Apareció de la nada porque el mundo solo era niebla en aquel encuentro del joven sol con los pocos restos que quedaban en pie de esa madrugada. Sombra de luna, unos pájaros en vela y poco más. Lo dicho: era únicamente niebla y un perro corriendo, como alma que huía del diablo, delante del capó húmedo de mi automóvil. ¿Dónde vas tan temprano al campo? ¿A coger estrellas?
El rugido atropellado del motor, en el silencio del extraño amanecer, a los malpensados hubiera incitado a creer que mi parachoques acabaría mordiendo las patas traseras del can aunque yo sabía de sobra que jamás iba a ocurrir. No porque yo controlaba con celo y tacto el acelerador de mi vehículo.
Primero porque no quería hacerle daño al animal -de ahí la distancia prudente- y segundo porque os reconozco que no quería perderlo de vista. De ahí la distancia paciente. Estaba presenciando puro hipnotismo vital. La lengua del perro relamiendo, sin hacerle asco, la jara amarga del carril; unos ojos desorbitados anunciando kilómetros de huida, pero abiertos de par en par como si nunca hubiera temido a los futuros; sus patas, aún temblorosas, dejando esparcidas en la escarcha el sonido que hacen los espíritus cuando hacen acto de presencia.
Estos son latidos sin cuerpo que les frene.
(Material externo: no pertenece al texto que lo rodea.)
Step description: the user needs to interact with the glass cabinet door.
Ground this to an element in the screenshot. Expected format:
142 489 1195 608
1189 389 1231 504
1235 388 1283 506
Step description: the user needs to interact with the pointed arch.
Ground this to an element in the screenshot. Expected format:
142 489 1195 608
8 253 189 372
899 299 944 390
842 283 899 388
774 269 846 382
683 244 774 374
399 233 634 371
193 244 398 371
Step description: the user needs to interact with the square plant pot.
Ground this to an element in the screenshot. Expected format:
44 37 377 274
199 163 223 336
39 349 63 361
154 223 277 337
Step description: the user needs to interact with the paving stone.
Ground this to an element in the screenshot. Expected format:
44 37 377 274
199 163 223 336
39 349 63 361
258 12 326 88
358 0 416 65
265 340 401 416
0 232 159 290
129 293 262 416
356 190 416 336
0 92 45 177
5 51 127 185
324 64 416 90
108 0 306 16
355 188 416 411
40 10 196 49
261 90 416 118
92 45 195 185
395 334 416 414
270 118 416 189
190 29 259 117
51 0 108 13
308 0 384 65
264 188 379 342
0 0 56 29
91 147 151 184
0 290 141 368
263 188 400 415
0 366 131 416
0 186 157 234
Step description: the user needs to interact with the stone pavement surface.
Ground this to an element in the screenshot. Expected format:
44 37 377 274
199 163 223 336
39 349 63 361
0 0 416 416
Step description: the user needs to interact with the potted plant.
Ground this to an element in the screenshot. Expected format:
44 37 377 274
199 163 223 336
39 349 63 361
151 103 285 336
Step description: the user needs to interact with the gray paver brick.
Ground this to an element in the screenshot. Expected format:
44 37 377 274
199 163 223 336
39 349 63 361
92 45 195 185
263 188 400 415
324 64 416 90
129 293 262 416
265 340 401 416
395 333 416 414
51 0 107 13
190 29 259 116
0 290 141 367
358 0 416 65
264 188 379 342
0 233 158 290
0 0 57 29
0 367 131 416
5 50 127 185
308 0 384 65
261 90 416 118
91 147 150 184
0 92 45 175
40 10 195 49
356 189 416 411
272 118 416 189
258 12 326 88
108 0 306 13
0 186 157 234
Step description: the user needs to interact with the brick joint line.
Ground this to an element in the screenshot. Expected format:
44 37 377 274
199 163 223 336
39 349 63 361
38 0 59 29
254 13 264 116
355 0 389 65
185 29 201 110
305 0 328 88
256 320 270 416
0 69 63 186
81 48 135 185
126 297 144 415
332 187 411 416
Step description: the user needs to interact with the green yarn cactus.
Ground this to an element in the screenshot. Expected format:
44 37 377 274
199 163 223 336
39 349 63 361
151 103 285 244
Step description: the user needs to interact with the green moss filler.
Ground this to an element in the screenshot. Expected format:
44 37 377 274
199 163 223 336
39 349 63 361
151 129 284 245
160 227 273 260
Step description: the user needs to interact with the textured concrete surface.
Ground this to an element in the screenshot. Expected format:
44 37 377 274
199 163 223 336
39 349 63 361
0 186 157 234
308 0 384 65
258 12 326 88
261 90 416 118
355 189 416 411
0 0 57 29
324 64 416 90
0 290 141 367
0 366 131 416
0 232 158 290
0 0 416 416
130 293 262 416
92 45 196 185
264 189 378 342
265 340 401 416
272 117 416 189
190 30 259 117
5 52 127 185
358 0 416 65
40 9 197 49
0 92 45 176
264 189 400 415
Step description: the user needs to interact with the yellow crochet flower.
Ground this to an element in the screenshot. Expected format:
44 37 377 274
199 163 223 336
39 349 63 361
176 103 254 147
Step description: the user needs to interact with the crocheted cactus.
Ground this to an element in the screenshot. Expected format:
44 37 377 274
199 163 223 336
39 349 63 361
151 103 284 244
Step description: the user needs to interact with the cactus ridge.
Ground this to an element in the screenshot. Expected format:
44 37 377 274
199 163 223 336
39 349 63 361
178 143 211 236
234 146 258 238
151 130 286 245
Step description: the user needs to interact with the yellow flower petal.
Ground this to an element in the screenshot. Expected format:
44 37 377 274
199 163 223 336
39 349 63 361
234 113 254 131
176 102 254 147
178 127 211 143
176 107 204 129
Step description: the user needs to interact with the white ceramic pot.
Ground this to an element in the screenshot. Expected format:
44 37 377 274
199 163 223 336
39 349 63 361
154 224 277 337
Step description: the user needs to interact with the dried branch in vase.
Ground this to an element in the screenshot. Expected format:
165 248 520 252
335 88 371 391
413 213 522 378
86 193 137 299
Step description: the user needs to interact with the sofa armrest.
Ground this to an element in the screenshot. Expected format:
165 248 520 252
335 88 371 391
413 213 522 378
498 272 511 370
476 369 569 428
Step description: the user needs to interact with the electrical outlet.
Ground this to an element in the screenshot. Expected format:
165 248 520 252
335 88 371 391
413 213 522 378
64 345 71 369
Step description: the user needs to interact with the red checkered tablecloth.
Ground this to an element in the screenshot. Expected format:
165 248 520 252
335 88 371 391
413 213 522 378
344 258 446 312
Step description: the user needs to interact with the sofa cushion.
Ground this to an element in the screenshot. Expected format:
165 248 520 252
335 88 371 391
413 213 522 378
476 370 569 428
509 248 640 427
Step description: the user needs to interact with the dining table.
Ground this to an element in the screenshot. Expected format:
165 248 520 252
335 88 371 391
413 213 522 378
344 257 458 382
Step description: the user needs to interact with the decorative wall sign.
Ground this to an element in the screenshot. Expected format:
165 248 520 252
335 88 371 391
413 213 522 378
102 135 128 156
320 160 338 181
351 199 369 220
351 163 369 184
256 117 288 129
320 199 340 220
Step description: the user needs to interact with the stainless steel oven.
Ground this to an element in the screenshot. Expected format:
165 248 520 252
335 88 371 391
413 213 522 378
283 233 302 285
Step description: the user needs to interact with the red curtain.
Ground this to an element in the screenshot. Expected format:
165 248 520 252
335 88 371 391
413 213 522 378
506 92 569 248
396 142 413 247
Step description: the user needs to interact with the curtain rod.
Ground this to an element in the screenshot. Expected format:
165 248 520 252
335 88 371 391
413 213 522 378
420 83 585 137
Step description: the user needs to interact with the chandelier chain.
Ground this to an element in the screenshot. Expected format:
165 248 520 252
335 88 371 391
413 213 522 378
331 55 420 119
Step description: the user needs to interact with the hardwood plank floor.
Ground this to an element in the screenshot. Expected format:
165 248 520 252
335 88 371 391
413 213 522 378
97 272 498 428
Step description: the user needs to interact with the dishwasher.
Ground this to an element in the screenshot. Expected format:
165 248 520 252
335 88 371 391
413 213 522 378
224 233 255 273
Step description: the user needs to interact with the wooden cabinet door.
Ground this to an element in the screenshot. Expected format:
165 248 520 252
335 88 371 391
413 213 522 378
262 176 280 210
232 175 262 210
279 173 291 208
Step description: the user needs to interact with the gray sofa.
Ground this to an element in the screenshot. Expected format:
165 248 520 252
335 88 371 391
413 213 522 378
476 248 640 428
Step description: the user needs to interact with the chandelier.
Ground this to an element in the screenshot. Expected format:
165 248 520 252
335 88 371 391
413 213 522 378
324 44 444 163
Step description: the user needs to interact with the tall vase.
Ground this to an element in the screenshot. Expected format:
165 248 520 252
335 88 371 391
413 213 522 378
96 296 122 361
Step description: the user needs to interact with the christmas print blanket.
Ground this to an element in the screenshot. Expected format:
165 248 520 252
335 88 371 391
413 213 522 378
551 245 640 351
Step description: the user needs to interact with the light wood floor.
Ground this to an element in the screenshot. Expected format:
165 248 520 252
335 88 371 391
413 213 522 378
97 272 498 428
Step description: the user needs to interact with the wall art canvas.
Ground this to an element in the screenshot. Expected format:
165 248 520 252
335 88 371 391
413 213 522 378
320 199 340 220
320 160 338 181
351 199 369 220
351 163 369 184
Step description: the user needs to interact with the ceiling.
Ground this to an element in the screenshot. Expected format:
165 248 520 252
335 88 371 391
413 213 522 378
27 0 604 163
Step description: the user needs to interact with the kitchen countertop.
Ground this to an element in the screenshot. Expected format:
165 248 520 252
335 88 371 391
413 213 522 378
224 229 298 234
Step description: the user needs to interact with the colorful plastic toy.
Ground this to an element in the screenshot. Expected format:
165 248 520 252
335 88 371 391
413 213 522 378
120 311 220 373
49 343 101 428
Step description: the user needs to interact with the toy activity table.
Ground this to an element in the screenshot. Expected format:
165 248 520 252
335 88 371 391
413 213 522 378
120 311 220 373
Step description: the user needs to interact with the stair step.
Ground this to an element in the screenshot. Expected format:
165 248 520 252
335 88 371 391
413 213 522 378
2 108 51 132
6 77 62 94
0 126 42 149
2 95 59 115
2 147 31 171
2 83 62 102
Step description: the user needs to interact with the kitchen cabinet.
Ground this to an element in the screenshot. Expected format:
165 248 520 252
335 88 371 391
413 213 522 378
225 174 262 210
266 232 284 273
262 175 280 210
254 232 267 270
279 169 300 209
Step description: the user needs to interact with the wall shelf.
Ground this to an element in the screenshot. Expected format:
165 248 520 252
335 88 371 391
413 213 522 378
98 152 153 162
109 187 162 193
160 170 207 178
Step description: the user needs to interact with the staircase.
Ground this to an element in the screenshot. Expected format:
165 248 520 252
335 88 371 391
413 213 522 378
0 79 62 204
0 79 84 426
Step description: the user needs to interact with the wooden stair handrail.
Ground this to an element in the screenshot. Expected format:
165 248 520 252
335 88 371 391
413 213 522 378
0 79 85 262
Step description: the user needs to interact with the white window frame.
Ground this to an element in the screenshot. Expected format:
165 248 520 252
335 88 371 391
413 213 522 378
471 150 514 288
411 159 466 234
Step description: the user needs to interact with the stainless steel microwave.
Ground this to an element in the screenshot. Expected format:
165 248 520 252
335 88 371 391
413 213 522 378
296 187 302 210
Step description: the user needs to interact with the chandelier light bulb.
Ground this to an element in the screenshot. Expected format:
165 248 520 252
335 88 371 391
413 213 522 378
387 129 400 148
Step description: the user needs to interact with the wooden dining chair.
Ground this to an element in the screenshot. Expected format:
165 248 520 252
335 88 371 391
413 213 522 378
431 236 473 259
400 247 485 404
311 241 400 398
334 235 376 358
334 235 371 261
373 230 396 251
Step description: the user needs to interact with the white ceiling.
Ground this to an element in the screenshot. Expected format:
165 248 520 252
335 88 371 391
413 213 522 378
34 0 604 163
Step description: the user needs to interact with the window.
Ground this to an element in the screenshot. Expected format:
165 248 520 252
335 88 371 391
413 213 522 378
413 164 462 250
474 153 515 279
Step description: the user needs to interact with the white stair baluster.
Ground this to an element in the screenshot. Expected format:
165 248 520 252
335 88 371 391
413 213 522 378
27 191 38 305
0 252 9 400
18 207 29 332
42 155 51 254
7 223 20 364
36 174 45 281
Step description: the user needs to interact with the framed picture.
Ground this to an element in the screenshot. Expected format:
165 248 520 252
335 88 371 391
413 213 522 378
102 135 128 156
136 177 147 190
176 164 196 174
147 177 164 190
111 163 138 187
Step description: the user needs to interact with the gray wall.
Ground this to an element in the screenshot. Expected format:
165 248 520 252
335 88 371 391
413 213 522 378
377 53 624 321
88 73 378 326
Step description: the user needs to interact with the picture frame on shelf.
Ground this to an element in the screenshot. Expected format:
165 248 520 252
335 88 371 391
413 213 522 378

Confieso: en observar la carrera de aquel perro me iba la vida. ¿Pero qué le hacía huir? ¿Qué le había ocurrido minutos antes para alcanzar la velocidad de la vida en su carrera? Quién sabe, aunque si lo pienso bien, si me permito ser, tal vez el perro ni huía. No me extraña. No sería la primera vez que mis fantasmas me obligan a decir y hacer cosas en las que ni creo.
Juró que acabaré convertido en perro. En el espacio y tiempo que estuve recogiendo sus pasos, aquello no podía ser huir. Aquella era correr. Correr sin rumbo. Correr hasta desmayarse, reducirse a un hilo de sangre y razón, para no pensar en nada por una vez en su perra vida. Corría el perro hacia delante sin mirar atrás. Sin mirar lo que se dejaba ni lo que se le venía encima. Y lo hacía con sus ojos rebosantes de fuego -qué envidia- dejando sus patas y su saliva y su alma, un reguero de latidos, de espíritus confiados.